TOPICS:   Advertising

16 comments

  • Craig
    Although there are lots of alternatives to Royal Mail, some are definately better and more reliable than others. I had a lovely experience with UPS just last week in fact. Waited in all day for a parcel, checking the online tracking every hour or so, then around 2.30 the status updated and said that they couldn't deliver as the address provided was invalid. Bit odd I thought, so phoned their customer service department as was told that they couldn't deliver to my flat as the parcel only had the block number, not the individual flat number. Containing my anger I thought fair enough, if the address isn't right they can't deliver, so set off on the 30 min journey to their depot to pick the parcel up myself. When I got the parcel I couldn't believe that the customer service 'lady' was right, the correct address wasn't on the label, it was actually written on twice. O well, just a 1hr round trip and sitting on your arse all day waiting for a delivery that never turns up. I've got many many other stories of shocking courier and delivery companies, with Home Delivery Network being another personal favourite. Avoid these schisters.
  • Mike H.
    What I'm finding most disturbing about raoyal mail at the moment is that they don't even attempt to deliver the parcel, they'll just stick a "Sorry you were out, we tried to deliver" card through your door even though the door bell hasn't even rung!
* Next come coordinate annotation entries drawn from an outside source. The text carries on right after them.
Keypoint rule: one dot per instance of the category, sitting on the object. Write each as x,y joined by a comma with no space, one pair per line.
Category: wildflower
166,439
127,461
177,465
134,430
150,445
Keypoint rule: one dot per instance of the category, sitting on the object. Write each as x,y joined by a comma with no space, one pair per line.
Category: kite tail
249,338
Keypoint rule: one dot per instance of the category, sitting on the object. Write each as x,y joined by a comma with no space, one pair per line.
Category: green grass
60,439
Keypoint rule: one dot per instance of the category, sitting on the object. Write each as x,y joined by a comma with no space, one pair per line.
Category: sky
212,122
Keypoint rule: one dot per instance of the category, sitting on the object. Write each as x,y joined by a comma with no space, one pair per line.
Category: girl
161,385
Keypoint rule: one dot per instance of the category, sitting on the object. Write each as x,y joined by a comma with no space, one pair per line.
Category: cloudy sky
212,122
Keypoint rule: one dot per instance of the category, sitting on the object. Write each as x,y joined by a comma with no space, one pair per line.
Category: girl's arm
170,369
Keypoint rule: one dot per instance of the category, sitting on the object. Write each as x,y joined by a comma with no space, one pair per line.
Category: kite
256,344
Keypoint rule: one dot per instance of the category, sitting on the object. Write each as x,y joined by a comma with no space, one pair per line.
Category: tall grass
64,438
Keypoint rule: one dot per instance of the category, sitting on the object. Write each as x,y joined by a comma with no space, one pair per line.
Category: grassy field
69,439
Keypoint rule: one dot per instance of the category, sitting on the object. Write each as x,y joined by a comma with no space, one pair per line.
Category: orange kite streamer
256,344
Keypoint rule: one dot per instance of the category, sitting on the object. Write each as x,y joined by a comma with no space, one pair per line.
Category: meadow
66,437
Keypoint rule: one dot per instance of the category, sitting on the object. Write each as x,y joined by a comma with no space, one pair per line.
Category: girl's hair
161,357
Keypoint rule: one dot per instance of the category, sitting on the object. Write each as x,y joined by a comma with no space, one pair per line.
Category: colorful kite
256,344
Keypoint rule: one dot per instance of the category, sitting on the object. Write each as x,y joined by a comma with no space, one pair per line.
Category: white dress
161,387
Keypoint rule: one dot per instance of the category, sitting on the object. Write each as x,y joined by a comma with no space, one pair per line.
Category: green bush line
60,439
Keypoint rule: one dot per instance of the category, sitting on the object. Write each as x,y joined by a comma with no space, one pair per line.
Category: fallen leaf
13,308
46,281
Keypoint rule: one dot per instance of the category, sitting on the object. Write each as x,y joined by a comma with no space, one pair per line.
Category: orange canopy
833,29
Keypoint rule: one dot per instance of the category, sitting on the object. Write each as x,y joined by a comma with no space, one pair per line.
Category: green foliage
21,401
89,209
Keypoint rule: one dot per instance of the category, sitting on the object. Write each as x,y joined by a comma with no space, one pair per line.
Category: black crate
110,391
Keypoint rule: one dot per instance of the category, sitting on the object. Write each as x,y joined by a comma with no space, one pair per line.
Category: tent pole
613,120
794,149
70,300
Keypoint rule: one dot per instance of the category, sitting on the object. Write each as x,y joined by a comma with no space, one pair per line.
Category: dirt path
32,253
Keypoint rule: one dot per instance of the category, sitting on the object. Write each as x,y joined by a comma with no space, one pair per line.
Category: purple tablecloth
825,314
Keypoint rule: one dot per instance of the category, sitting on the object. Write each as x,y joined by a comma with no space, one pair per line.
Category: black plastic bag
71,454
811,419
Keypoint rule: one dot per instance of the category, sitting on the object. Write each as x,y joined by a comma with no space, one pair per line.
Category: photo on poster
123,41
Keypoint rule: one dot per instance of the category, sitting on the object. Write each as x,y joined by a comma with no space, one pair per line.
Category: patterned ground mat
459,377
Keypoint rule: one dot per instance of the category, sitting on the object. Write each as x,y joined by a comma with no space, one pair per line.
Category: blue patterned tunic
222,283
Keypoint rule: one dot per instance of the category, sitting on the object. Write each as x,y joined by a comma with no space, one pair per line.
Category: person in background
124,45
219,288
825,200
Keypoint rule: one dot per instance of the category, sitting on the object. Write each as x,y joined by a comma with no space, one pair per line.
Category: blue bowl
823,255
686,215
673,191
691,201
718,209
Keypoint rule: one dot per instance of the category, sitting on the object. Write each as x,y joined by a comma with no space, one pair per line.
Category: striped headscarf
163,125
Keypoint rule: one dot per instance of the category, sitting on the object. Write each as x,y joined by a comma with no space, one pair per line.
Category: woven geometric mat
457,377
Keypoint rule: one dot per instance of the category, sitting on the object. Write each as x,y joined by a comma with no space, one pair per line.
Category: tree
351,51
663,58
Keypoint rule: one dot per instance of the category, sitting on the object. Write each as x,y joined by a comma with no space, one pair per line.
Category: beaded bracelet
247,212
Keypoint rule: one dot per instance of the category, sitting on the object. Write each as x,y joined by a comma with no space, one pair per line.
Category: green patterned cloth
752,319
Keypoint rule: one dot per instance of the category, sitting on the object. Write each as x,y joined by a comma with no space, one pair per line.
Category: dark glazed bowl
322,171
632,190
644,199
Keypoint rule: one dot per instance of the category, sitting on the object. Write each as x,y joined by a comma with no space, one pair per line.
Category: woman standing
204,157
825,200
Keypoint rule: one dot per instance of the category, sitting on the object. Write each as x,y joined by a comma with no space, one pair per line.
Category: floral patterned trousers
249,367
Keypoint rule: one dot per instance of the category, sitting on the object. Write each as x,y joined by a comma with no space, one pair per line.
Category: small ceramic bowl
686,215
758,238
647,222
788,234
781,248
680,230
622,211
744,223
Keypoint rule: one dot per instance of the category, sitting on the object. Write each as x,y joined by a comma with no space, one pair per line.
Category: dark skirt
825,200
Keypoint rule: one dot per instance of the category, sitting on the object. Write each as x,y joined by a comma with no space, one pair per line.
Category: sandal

I think this is an attempt to save time, so they can deliver more parcels to destinations that they can gurantee someone will be able to sign for, since most delivery drivers are on a 'per parcel' rate, not delivering parcels to locations where a signature is unlikely could save them 30 mins per day, which means they have an added 30 mins per day to deliver extra parcels, wankers.
  • Jeffrey
    What I can't get over, is how on earth are they allowed to NOT refund the postage paid on certain services, if they fail to deliver? Surely, you're paying them to undertake a service - the delivery of the parcel. If they fail to undertake that service, surely you don't owe them a penny for it?
  • phill p.
    to mike hock quote "since most delivery drivers are on a ‘per parcel’ " wot an arse you are where do you get this from...get your facts right you k nobhead
  • Jill
    Jeffrey - I'm pretty sure they do refund the postage. I sent something overseas late last year and got a full refund of the postal costs - it's actually an option on the compensation form. Also, compensation is up to £39 not £32. I do hate to nit-pick but the link you actually provide says £39...
  • Amanda H.
    @phil postie try reading this: http://www.parcelforum.co.uk/ or codforum 8000+ parcelnet drivers on 45p+ per parcel 8000+ dhl couriers on 65p-£1 per parcel all self employed van drivers with contracts with the major companies are paid per drop not sure why you think hes being an arse?
  • phill p.
    @ Amanda Hugginkiss ..........He was on about royal mail drivers
  • Mike H.
    NoPhill, I was on about 'delivery drivers', k nobhead, try reading rather than skimming, twat.
  • AmanDOH H.
    He was wasn't he.
  • Jeffrey
    @Jill I've seen there is the option on the compensation form for this, but I know from personal experience that whenever I've claimed things that were sent first class and been lost, I've only ever once (which was probably a mistake - out of about 5 times) been given the postage back. A quick telephone call confirmed that they would not refund the postage. And £3 wasn't really worth my time chasing too hard. But they should refund the postage as a matter of course.
  • Jill
    Weird. I just wrote how much the postage was on the form and that was included in the compensation cheque.
  • eBay B.
    [...] pay for packing materials and shipping. For international shipping alternatives to Royal Mail, you guys made some great suggestions.You can go to the Royal Mail price finder and make a pretty good estimate of what you’ll have to [...]
  • james
    Royal Mail drivers aren't paid per drop/delivery/delivered item etc...they're paid by the hour they do the job. There is no incentive then to just leave parcels over fences/in hedges/thrown over gates etc to get paid for the delivery like other companies do.